Outline of Algorithm ===================== TEST
sfx2sirsi takes in an XML file of our e-journal holdings in SFX, combines those with summary holdings (date coverage) information also drawn from SFX, and produces update files for Sirsi/Symphony.
- SFX exports its data nightly
- When sfx2sirsi runs, it a) downloads the SFX marcxml data and b) downloads the summary holdings HTML data
- sfx2sirsi performs clean up on summary holdings data
- sfx2sirsi then reads the SFX data and creates a hash-digest for each record
- If sfx2sirsi is running a full update, then it ignores the previous run's hashes and updates all records
- If sfx2sirsi is running a nightly or incremental update, then it first reads the previous run's hashes (contained in the file data/hash) and only continues if one or more records have changed since the previous run.
- sfx2sirsi reads the cleaned up summary holdings data
- Then it iterates through each record, producing a SirsiRecord, and outputting each record to a file. The file is either sfx-sirsi-full.txt or sfx-sirsi-incremental.txt, depending on the mode of the update.
- Finally, sfx2sirsi writes a hash file of all records.
Deploy the ruby directory to a server with curl access to both the SFX server and the batchjobs server. Set up crontabs to run nightly and incremental updates as often as desired.
- rake fetch_dates: Fetch summary holdings data
- rake fetch_sfx: Fetch SFX data
- rake full_update: Full update
- rake full_update_only: Full update (w/o fresh data)
- rake nightly_update: Nightly update
- rake nightly_update_only: Nightly update (w/o fresh data)
- rake tests: Run all tests
- tests: unit tests
- .gitignore: .gitignore file
- Gemfile: ruby libraries
- Gemfile.lock: lock file for ruby libraries
- README.md: README
- Rakefile: Rakefile used for automatic tasks (testing, updating, etc)

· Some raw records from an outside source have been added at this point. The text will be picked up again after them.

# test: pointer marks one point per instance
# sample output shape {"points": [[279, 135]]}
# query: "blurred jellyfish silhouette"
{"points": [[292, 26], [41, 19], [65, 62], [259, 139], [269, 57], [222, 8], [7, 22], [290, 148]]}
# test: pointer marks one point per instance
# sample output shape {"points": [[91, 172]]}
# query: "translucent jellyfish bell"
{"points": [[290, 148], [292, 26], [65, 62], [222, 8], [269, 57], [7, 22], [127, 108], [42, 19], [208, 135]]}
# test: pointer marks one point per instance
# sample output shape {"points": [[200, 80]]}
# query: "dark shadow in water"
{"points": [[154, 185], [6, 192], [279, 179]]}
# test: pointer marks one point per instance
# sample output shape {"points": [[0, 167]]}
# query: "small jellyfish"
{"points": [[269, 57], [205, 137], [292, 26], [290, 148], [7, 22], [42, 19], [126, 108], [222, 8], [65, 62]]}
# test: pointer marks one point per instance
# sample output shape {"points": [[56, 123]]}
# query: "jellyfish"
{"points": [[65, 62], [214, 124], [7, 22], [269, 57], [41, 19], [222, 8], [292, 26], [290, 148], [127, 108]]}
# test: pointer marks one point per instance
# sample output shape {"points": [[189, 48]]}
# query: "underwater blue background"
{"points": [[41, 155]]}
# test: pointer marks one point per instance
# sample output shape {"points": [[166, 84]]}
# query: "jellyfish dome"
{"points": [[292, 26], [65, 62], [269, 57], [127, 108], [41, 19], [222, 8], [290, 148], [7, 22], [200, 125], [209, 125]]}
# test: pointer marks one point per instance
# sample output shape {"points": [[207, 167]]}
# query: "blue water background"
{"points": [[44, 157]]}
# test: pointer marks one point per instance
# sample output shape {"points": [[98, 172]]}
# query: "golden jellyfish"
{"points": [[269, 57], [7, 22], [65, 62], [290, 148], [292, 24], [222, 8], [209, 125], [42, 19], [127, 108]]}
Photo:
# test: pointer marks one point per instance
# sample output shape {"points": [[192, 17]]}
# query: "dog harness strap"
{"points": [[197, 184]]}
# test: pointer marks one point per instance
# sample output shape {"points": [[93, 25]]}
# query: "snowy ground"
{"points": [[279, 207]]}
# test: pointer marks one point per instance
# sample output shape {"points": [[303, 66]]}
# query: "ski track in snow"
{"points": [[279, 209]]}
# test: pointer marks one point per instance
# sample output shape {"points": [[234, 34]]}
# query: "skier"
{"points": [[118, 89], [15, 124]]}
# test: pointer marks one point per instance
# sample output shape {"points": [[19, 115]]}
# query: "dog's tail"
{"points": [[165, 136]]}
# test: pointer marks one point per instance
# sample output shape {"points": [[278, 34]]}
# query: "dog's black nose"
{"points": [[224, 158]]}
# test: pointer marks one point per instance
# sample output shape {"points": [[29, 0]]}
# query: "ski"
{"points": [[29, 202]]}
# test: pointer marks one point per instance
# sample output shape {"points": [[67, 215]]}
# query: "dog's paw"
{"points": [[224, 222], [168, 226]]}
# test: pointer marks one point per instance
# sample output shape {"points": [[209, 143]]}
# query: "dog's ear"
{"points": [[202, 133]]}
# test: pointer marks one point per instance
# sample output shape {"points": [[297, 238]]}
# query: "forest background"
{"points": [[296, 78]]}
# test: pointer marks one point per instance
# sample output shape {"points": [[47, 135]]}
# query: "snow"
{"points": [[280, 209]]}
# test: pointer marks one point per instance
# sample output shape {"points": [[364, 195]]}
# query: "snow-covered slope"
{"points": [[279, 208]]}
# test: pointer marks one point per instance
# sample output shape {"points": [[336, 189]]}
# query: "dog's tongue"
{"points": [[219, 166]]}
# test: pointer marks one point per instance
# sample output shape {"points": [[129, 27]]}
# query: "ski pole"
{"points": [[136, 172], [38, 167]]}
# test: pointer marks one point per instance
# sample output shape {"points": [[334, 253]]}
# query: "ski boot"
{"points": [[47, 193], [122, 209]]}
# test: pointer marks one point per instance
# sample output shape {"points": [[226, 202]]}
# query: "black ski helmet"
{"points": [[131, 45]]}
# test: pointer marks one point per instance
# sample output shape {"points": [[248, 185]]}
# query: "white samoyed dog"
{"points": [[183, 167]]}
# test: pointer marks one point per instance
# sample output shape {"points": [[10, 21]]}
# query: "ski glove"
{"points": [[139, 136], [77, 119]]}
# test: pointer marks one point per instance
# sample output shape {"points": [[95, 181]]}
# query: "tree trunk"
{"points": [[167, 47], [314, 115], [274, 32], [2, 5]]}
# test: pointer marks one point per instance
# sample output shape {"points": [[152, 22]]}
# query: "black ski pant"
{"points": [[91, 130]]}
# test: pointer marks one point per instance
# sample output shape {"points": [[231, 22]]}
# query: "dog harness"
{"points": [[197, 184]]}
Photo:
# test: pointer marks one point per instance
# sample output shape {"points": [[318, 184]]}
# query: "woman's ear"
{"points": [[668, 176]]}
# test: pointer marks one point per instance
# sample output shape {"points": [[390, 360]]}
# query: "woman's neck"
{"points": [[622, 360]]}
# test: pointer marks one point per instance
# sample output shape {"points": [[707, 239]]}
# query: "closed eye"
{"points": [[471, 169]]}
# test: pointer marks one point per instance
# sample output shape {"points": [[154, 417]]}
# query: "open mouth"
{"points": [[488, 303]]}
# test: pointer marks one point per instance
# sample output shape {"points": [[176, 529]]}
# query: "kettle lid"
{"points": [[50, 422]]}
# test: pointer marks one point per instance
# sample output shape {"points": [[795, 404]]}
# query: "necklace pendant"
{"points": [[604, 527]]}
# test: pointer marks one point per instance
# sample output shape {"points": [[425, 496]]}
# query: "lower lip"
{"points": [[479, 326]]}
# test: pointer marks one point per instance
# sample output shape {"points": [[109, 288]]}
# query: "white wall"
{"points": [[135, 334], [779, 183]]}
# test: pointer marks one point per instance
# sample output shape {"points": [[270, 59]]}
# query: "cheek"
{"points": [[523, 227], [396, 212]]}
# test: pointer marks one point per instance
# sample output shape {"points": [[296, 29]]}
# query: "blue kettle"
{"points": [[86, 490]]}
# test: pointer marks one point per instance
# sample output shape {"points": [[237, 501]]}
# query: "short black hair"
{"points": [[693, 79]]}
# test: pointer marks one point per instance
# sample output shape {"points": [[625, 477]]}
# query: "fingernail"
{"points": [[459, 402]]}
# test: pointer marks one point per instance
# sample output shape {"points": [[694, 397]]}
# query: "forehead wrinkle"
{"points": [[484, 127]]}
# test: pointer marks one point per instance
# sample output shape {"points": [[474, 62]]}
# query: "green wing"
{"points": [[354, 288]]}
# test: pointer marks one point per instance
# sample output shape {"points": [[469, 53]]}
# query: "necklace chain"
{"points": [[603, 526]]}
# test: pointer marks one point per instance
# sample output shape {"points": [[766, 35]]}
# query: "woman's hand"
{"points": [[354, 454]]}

- clean_summary_holdings.rb: clean up raw data pulled from Jeremy's php script
- config_module.rb: ruby module for using util.conf for configuration settings
- fetch_sfx_data.rb: pulls down e-journal data from SFX server
- full.rb: script for running full update by hand
- run.rb: mainline script for updates
- sed_dates.sh: uses by clean_summary_holdings.rb to clean raw data
- sfx2sirsi.rb: Ruby class for record collection
- sfx2sirsi.sh: shell script that runs on SFX server to perform nightl export of e-journal data
- sirsi_record.rb: Ruby class for records to be sent to Sirsi/Symphony
- util.conf: configuration settings
- PHP script that pulls target-specific date statements for each title and presents a full coverage statement in HTML (located on web server).
- Perl scripts that update Sirsi/Symphony and produce log files (located on Symphony server).
-
Infiles: sfxdata.xml (e-journal data from SFX); summary holdings (date coverage) HTML file.
-
Outfiles: hash (contains hash-digests of all records); sfx-sirsi-full.txt/sfx-sirsi-incremental.txt (files of records to be sent to Symphony to update the ILS)
-
Symphony script log files: ** badissn.txt: Records rejected because of bad issn ** holderr.txt: Records rejected because summary holdings mismatch ** noissn.txt: Records rejected because no issn ** hasRelatedRecs.txt: Records that have earlier or later titles ** matchissn.txt: Records that matched (and were either updated or not) ** noRelatedRecs.txt: Records that do not have earlier or later titles ** notSFX.txt: Records which are in Symphony, but not in SFX ** noURL.txt: Record rejected because bad or missing 856 link ** singleHold.txt: Records for which we only have a single subscription ** unchangedPubDates.txt: Records which were unchanged
-
Note: These files are produced by the Symphony script and are used by the serials-admin Rails application.